Non capisco perché, non avendo nulla di meglio, dobbiamo accontentarci, per illuderci di avere uno straccio di identità nazionale, di un mito fondativo basato sulla mistificazione e sulla menzogna, nascondendo gli orrori di quella che fu una guerra di annessione che abbatté legittimi governi, fece centinaia di migliaia di vittime innocenti e rovinò l’economia di un Sud sino allora fiorente e all’avanguardia, in vari settori culturali, economici e scientifici, non solo in Italia, ma in Europa. Senza dimenticare, poi, il fatto che a quel movimento partecipò non più del 2% della popolazione, escludendo completamente le masse.
Con ciò non voglio dire che dobbiamo rinnegare l’unità nazionale, che dobbiamo riportare indietro l’orologio della storia.

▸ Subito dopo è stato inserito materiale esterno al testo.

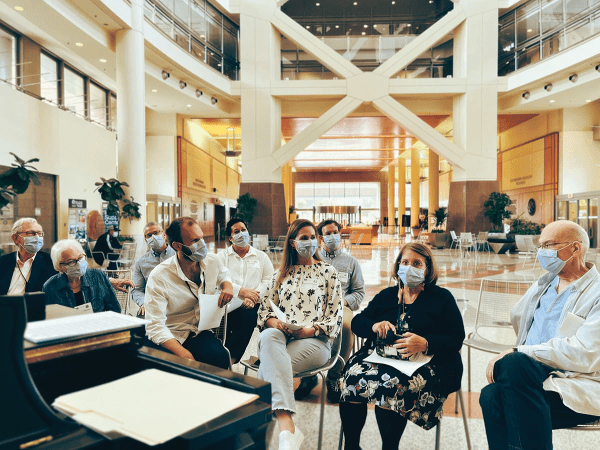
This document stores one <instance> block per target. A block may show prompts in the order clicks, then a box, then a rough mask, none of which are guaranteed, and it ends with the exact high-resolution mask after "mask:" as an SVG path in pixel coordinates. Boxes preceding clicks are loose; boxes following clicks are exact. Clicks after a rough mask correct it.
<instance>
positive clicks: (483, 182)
mask: <svg viewBox="0 0 600 450" xmlns="http://www.w3.org/2000/svg"><path fill="white" fill-rule="evenodd" d="M499 191H500V184H499V183H498V181H453V182H451V183H450V195H449V199H448V219H447V226H446V230H448V231H455V232H456V234H457V235H459V234H460V233H461V232H471V233H477V232H479V231H489V230H490V229H491V226H492V225H491V224H490V221H489V220H488V218H487V217H485V215H484V212H485V208H484V207H483V204H484V202H485V201H486V200H487V199H488V197H489V196H490V194H491V193H492V192H499Z"/></svg>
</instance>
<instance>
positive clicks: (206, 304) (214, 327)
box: [198, 292, 225, 331]
mask: <svg viewBox="0 0 600 450" xmlns="http://www.w3.org/2000/svg"><path fill="white" fill-rule="evenodd" d="M220 296H221V293H220V292H217V293H216V294H213V295H207V294H200V296H199V298H198V300H199V301H200V322H199V323H198V330H199V331H204V330H210V329H212V328H217V327H218V326H219V325H221V319H222V318H223V314H224V313H225V308H219V297H220Z"/></svg>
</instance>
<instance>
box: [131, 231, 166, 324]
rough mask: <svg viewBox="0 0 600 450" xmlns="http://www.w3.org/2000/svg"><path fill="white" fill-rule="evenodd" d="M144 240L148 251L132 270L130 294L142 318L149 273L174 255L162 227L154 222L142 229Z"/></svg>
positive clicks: (143, 314)
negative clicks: (131, 284)
mask: <svg viewBox="0 0 600 450" xmlns="http://www.w3.org/2000/svg"><path fill="white" fill-rule="evenodd" d="M144 239H146V243H147V244H148V247H150V250H148V253H146V254H145V255H143V256H141V257H140V258H138V260H137V261H136V262H135V268H134V270H133V282H134V283H135V289H134V290H133V292H132V293H131V295H132V298H133V301H134V302H135V303H136V304H137V305H138V306H139V307H140V309H139V310H138V312H137V315H138V316H144V314H145V313H146V312H145V307H144V298H145V295H146V283H147V282H148V277H149V276H150V272H152V270H154V268H155V267H156V266H158V265H159V264H160V263H161V262H163V261H165V260H166V259H168V258H170V257H171V256H173V255H175V250H173V248H172V247H171V246H170V245H169V243H168V242H167V235H166V234H165V232H164V230H163V229H162V227H161V226H160V225H159V224H157V223H156V222H149V223H147V224H146V226H145V227H144Z"/></svg>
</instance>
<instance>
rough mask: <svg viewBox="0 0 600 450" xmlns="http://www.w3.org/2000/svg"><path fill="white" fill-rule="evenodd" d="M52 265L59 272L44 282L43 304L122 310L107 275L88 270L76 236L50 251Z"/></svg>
mask: <svg viewBox="0 0 600 450" xmlns="http://www.w3.org/2000/svg"><path fill="white" fill-rule="evenodd" d="M50 256H51V257H52V263H53V264H54V268H55V269H56V270H57V271H58V272H59V273H57V274H56V275H54V276H53V277H51V278H50V279H49V280H48V281H46V283H45V284H44V287H43V290H44V292H45V293H46V304H47V305H51V304H57V305H63V306H68V307H70V308H85V306H86V304H87V303H90V304H91V307H92V310H93V311H94V312H102V311H114V312H117V313H120V312H121V307H120V306H119V302H118V301H117V296H116V295H115V291H114V290H113V288H112V285H111V282H110V280H109V279H108V276H106V274H105V273H104V272H103V271H101V270H98V269H88V263H87V260H86V258H85V253H84V251H83V247H82V246H81V244H80V243H79V242H77V241H76V240H75V239H63V240H62V241H58V242H57V243H56V244H54V245H53V246H52V249H51V250H50Z"/></svg>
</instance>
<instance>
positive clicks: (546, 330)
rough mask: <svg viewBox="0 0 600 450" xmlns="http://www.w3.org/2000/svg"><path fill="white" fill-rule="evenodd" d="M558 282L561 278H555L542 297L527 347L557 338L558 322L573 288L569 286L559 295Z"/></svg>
mask: <svg viewBox="0 0 600 450" xmlns="http://www.w3.org/2000/svg"><path fill="white" fill-rule="evenodd" d="M558 281H559V278H558V277H554V279H553V280H552V281H551V282H550V284H549V285H548V287H547V288H546V292H544V293H543V294H542V296H541V297H540V302H539V304H538V307H537V309H536V310H535V313H534V314H533V322H532V323H531V328H530V329H529V333H528V334H527V340H526V341H525V345H537V344H543V343H546V342H548V341H549V340H550V339H552V338H554V337H556V329H557V327H558V321H559V319H560V315H561V313H562V310H563V308H564V307H565V304H566V302H567V298H569V291H570V290H571V286H569V287H567V288H566V289H565V290H564V291H562V292H561V293H560V294H557V293H556V286H558Z"/></svg>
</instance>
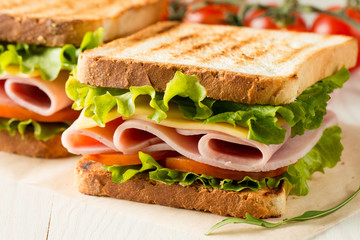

L’Italia è fatta e dobbiamo tenercela, ma sarebbe ormai il caso di fare anche gli Italiani e ciò è impossibile se, preliminarmente, non avremo il coraggio di fare chiarezza sui nostri vizi d’origine, che continuano a pesare, con conseguenze di carattere culturale, morale ed economico, sulla realtà presente.
Mi riferisco innanzi tutto alla questione dei rapporti fra il Nord ricco e il Sud povero, che avvelena le relazioni fra le due parti del Paese, che si attribuiscono vicendevolmente la responsabilità dei loro problemi.
Rileggendo onestamente le vicende che portarono all’unificazione, ci renderemo conto del fatto che il Sud non è una palla al piede, un peso morto per l’economia del Nord, ma la vittima di un’annessione che produsse l’arricchimento smisurato di una parte grazie alla spoliazione e all’impoverimento dell’altra, per non parlare del genocidio di cui le plebi meridionali furono vittime.
Alla luce di queste considerazioni, il rapporto fra Nord e Sud andrebbe completamente riconsiderato, smentendo la becera propaganda leghista.
Non può esserci una sana identità nazionale, non può esserci riconciliazione se non si riconosce dignità e rispetto ai vinti con il ristabilimento della verità storica e solo così, nello spirito di una rinnovata unità, che non si fondi su una sgangherata mitologia, sugli scheletri nascosti negli armadi, potremo sperare in una rinascita nazionale, in una ripartenza verso il conseguimento di obiettivi comuni.
Insomma, è ora che l’Italia si sdrai sul lettino dello psicanalista e faccia luce, superandoli, sui suoi traumi infantili.
Viviamo in tempi calamitosi e solo un paese maturo unito e forte, potrà sperare di non finire come “Il nostro Abbondio” che “non nobile, non ricco, coraggioso ancor meno, s’era dunque accorto, pria quasi di toccar gli anni della discrezione, d’essere, in quella società, come un vaso di terracotta, costretto a viaggiare in compagnia di molti vasi di ferro”.